Kempo is the Japanese translation of the word “Chuan Fa” (Cantonese Romanization is typically “Ken Fat” / “Kyun Faat”) denoting self-defense systems with a Chinese origin. In Chinese, the typical meaning of the word “Chuan Fa” is “boxing” or ‘fighting technique’. So from a Japanese perspective, it simply means “Chinese Boxing” or “Chinese Fighting Techniques”.
So, what is the deal with regards to spelling it Kenpo vs Kempo? Some say that if it is spelled with an “n” that it is of Chinese origin. This is an incorrect statement. It is simply a Romanization “error”. It is the same characters in Japanese and is pronounced exactly the same. In “hiragana” (Japanese alphabet) both Kenpo and Kempo would be spelled in the same manner.
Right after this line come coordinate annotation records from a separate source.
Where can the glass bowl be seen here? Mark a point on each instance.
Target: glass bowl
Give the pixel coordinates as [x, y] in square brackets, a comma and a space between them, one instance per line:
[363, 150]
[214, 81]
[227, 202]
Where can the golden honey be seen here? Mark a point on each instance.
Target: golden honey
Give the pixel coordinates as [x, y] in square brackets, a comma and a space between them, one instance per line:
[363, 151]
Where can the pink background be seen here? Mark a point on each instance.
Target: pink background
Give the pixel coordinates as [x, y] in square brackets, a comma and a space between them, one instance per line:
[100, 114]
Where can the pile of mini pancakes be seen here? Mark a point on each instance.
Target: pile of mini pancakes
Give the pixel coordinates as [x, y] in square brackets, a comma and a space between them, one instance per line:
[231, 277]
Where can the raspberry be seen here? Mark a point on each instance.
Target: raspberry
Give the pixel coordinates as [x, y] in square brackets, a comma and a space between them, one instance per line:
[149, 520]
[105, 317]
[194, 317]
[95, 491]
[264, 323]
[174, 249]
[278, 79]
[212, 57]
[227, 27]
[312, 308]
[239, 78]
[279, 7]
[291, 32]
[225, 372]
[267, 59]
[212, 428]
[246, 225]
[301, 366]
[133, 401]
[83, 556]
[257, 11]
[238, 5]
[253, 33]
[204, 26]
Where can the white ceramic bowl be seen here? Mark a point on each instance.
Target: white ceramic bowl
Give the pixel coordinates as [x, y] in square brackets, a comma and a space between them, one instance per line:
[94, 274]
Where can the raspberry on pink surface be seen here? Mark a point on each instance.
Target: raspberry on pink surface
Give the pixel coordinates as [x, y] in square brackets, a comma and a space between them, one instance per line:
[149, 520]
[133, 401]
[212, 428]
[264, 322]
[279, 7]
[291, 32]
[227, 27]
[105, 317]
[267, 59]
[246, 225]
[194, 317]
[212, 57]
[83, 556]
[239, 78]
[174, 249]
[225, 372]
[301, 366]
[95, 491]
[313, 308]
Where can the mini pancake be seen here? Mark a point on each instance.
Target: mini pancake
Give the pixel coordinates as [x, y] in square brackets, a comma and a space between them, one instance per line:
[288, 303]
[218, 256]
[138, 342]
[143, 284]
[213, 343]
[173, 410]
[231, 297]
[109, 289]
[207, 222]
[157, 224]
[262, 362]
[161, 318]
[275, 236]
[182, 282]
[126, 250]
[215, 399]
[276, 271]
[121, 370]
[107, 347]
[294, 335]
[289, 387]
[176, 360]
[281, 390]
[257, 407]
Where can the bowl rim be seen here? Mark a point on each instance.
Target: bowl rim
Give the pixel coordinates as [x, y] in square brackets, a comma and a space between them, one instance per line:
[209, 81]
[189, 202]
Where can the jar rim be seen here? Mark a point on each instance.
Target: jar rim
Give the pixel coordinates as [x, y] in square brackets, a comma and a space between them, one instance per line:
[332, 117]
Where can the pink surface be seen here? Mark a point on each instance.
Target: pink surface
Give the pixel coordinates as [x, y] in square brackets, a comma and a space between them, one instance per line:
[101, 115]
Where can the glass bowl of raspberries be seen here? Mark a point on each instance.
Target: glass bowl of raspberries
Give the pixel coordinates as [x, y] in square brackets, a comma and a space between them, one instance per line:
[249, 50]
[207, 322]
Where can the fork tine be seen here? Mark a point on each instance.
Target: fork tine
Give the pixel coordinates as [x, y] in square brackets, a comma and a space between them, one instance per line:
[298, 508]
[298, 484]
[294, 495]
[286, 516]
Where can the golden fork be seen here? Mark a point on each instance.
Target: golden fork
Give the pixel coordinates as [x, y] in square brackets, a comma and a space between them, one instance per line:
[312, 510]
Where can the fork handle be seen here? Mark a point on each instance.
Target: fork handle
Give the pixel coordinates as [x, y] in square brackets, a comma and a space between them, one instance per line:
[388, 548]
The Romanization to Kempo is from the traditional Hepburn Romanization system, which was first used in the 3rd edition of the Japanese – English dictionary in 1887, and named after James Curtis Hepburn.
The original art of Kenpo taught in Hawaii was by Reverend James Mitose, who taught Kosho-Ryu Kenpo Jujutsu at the Official Self-Defense Club in Hawaii during the 1940s. The primary reason for the variation of spelling to Kempo in Hawaii was because Professor William K.S. Chow, who wanted to separate himself from the earlier spelling of Kenpo as used by Mitose; and also separate his art from the spelling used by some of his students (who chose to call their art Kenpo).
Nowadays you can typically understand the lineage of a system by the way it is spelled. Those spelled with an “m” often have a lineage to the martial art taught by Professor William K.S. Chow or his students in Hawaii; while the alternate spelling, Kenpo, is often used by systems with a lineage to Ed Parker (a student of Professor Chow).
At Kaizen Karate, we study the art as created by Senior Grand Masters Chuck Sullivan and Vic LeRoux, creators of the IKCA system. Both were students under Ed Parker, and thus we use the term “Kenpo”, with the “n”. But some might be asking what is the big deal and is it really important? Ask any good black belt and they will tell you, that it is the small details that can make all the difference in the world!